Aos olhos de quem vive.


Meu olhar nunca foi de esperança, tive que conhecer as dificuldades da vida muito antes do tempo. Casa boa pra morar, eu não tenho e meu prato está sempre cheio de fome. Como posso ter um olhar de esperança se tive que me desligar do mundo mágico e imaginário infantil pra sofrer com a dura realidade em que vivo? Eu nunca sonhei com isso e tenho certeza que não mereço sofrer assim. Sou só uma criança querendo ter momentos de criança, querendo ser cuidada, querendo estudar, querendo oportunidades de crescimento. Não vou negar, às vezes eu brinco um pouco com brinquedos que eu mesma invento, mas isso é raro, pois na maior parte do dia estou trabalhando. Eu não gosto de trabalhar, só faço pra ajudar em casa com o pouquinho que ganho, aliás, as vezes não tenho nem muita noção do que estou fazendo, apenas mandam e eu obedeço. Lembro que minhas mãos eram bem macias e hoje são ásperas e cheias de feridas, mas nem ligo, já me acostumei.

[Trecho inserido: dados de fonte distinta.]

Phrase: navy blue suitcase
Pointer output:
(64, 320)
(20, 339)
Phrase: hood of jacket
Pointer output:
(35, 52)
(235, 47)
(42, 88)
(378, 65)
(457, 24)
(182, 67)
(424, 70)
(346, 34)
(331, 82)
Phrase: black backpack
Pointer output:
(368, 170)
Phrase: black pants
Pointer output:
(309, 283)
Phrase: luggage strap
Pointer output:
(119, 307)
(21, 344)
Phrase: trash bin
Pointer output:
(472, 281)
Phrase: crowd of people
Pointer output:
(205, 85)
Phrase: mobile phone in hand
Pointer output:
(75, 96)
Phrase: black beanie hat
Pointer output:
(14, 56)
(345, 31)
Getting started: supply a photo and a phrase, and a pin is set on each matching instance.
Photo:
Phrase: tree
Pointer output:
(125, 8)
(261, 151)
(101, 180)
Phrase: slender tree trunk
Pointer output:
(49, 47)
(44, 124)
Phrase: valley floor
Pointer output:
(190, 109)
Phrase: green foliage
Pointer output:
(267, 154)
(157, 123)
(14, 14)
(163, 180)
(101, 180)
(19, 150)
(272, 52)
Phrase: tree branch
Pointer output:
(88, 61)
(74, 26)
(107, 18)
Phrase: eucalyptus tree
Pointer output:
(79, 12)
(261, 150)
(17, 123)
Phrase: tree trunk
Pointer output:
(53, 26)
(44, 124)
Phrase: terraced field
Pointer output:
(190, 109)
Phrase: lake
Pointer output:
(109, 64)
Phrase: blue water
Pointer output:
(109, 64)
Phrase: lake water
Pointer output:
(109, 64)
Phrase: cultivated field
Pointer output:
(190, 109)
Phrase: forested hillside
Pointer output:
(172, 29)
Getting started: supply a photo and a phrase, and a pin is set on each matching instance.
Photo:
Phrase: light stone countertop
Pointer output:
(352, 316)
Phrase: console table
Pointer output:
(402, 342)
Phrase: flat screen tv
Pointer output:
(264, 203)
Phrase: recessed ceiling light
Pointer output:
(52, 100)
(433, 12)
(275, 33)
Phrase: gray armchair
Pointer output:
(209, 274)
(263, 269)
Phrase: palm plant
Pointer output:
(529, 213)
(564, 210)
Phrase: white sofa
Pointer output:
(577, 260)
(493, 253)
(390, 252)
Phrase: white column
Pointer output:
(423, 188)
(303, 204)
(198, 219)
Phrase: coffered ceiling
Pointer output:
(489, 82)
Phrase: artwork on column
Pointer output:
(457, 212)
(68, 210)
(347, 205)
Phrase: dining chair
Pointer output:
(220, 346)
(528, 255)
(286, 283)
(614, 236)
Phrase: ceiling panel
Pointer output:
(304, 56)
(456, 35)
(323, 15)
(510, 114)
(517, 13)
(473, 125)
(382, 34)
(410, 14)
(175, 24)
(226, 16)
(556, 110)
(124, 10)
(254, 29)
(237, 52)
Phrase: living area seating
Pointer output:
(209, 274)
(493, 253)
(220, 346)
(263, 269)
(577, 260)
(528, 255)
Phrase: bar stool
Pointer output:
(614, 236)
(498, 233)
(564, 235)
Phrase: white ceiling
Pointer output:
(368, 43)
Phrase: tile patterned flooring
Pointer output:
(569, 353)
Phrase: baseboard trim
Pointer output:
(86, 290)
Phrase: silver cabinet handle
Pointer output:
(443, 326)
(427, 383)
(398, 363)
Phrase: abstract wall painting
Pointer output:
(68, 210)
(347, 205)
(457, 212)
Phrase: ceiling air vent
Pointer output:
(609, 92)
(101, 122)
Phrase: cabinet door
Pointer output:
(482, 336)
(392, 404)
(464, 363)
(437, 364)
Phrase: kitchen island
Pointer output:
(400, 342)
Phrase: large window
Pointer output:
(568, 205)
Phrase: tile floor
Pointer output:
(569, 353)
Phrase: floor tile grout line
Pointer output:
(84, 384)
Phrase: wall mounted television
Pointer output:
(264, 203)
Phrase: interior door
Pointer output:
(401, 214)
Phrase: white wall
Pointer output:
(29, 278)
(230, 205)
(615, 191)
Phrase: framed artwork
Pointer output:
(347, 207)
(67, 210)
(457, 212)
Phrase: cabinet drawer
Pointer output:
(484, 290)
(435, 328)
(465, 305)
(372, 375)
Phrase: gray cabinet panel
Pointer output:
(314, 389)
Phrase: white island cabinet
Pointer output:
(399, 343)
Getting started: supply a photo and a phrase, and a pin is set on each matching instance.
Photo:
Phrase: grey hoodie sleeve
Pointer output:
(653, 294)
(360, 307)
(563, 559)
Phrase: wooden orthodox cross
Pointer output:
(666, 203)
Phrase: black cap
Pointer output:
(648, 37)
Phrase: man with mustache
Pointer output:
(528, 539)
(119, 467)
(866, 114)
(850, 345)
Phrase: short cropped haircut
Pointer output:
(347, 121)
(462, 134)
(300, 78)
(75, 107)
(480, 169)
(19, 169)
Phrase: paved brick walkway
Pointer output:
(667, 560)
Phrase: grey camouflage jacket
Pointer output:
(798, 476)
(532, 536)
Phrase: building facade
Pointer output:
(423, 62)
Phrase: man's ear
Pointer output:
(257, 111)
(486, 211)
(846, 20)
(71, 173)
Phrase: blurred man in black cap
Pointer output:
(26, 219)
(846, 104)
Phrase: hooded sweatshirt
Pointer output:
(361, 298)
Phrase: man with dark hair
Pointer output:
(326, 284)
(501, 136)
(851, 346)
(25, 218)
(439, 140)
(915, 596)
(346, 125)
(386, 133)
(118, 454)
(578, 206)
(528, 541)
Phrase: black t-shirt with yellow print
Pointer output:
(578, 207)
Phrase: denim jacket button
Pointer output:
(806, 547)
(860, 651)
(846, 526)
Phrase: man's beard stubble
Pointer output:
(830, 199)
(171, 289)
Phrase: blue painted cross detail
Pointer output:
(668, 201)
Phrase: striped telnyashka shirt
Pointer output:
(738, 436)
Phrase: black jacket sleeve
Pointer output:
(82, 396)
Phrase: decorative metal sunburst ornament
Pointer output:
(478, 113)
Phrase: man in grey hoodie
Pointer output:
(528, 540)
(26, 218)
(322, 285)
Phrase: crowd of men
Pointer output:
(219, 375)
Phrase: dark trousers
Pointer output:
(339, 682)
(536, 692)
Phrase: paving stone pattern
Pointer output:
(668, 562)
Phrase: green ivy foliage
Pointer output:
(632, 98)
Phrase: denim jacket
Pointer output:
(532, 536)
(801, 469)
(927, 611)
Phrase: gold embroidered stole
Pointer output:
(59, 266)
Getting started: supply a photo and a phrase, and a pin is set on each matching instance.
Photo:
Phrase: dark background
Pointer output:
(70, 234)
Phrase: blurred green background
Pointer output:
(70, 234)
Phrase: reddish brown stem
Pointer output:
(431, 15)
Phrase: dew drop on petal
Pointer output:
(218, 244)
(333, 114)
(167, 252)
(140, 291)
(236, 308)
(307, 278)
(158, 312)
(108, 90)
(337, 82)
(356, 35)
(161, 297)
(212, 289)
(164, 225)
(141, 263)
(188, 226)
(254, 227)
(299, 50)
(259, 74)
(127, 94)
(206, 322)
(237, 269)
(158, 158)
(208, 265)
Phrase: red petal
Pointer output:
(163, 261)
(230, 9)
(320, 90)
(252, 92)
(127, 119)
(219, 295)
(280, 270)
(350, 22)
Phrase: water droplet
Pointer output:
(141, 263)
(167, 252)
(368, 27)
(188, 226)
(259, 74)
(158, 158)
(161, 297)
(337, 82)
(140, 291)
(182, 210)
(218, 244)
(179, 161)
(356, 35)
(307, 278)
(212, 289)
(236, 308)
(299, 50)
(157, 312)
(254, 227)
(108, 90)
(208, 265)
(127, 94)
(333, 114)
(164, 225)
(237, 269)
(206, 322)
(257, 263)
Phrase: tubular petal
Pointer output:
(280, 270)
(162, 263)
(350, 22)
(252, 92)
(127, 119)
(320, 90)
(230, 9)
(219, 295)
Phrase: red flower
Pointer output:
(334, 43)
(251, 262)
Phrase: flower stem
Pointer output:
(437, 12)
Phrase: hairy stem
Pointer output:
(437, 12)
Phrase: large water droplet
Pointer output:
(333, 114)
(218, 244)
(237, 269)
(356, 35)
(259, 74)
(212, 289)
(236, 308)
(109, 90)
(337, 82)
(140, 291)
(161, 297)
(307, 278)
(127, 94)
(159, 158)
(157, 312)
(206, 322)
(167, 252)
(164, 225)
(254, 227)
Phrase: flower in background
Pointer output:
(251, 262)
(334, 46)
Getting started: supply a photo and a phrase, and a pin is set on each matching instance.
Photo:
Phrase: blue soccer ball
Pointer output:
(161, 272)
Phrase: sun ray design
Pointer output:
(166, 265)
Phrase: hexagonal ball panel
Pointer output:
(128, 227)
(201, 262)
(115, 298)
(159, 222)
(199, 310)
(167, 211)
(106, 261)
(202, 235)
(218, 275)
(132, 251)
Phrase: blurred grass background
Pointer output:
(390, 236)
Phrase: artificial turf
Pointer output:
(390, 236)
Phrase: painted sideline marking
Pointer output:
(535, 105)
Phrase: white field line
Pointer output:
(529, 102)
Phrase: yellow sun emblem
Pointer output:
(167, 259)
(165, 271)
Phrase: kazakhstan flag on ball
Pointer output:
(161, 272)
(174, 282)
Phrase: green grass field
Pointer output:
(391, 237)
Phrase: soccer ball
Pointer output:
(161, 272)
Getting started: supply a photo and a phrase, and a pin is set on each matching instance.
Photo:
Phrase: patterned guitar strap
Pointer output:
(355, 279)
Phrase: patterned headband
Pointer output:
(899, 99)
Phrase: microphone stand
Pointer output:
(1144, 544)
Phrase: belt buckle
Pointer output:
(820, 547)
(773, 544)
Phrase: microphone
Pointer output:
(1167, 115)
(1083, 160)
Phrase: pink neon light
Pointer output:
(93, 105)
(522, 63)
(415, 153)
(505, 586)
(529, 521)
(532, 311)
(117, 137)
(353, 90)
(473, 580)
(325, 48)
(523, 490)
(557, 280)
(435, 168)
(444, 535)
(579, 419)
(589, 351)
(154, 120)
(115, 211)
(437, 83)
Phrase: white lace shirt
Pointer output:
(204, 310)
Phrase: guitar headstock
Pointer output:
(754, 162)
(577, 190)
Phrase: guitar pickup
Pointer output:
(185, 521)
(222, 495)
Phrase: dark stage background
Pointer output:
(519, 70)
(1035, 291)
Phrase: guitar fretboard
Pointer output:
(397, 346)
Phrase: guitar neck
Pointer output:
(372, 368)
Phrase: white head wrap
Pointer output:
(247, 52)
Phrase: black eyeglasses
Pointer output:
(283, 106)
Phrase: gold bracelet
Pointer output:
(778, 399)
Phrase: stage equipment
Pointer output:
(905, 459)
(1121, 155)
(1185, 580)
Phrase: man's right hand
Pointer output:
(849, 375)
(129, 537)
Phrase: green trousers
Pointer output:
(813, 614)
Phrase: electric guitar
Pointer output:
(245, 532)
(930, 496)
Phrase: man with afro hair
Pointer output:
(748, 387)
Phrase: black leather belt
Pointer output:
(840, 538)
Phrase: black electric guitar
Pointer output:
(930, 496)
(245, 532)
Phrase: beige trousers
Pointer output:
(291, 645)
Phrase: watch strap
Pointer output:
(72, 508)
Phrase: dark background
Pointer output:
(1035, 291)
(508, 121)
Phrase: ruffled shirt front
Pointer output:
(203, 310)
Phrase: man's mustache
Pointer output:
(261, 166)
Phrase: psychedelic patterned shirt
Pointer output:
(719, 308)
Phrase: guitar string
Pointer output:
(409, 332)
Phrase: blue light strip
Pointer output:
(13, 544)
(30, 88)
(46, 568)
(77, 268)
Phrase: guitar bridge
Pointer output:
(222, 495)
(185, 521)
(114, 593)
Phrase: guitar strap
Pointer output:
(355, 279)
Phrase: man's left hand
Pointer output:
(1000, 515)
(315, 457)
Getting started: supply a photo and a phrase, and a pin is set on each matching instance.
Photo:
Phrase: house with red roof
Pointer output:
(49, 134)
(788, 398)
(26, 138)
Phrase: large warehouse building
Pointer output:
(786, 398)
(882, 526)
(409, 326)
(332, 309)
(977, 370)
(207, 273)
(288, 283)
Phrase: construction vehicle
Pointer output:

Nunca ganhei uma roupa nova, as minhas são sempre velhas, mas sabe, quando chegam com roupas velhas aqui eu fico muito feliz, pra mim vem como se fossem novinhas. Eu e meus irmãos sonhamos com o natal, dizem que tem um velhinho que visita as crianças e da um monte de presentes nesse dia, mas por aqui ele nunca apareceu. Ouço falar também numa política, meus pais dizem que ela é uma esperança pra gente, mas o negócio é que ouço falar nela desde quando eu era bem mais pequenininha e até agora não mudou muita coisa, só sei que eu continuo esperando, cansada e com muita fome. Mas quem sabe né, só me resta esperar, pra que talvez um dia eu consiga mostrar no meu olhar a esperança que eles dizem que eu sou.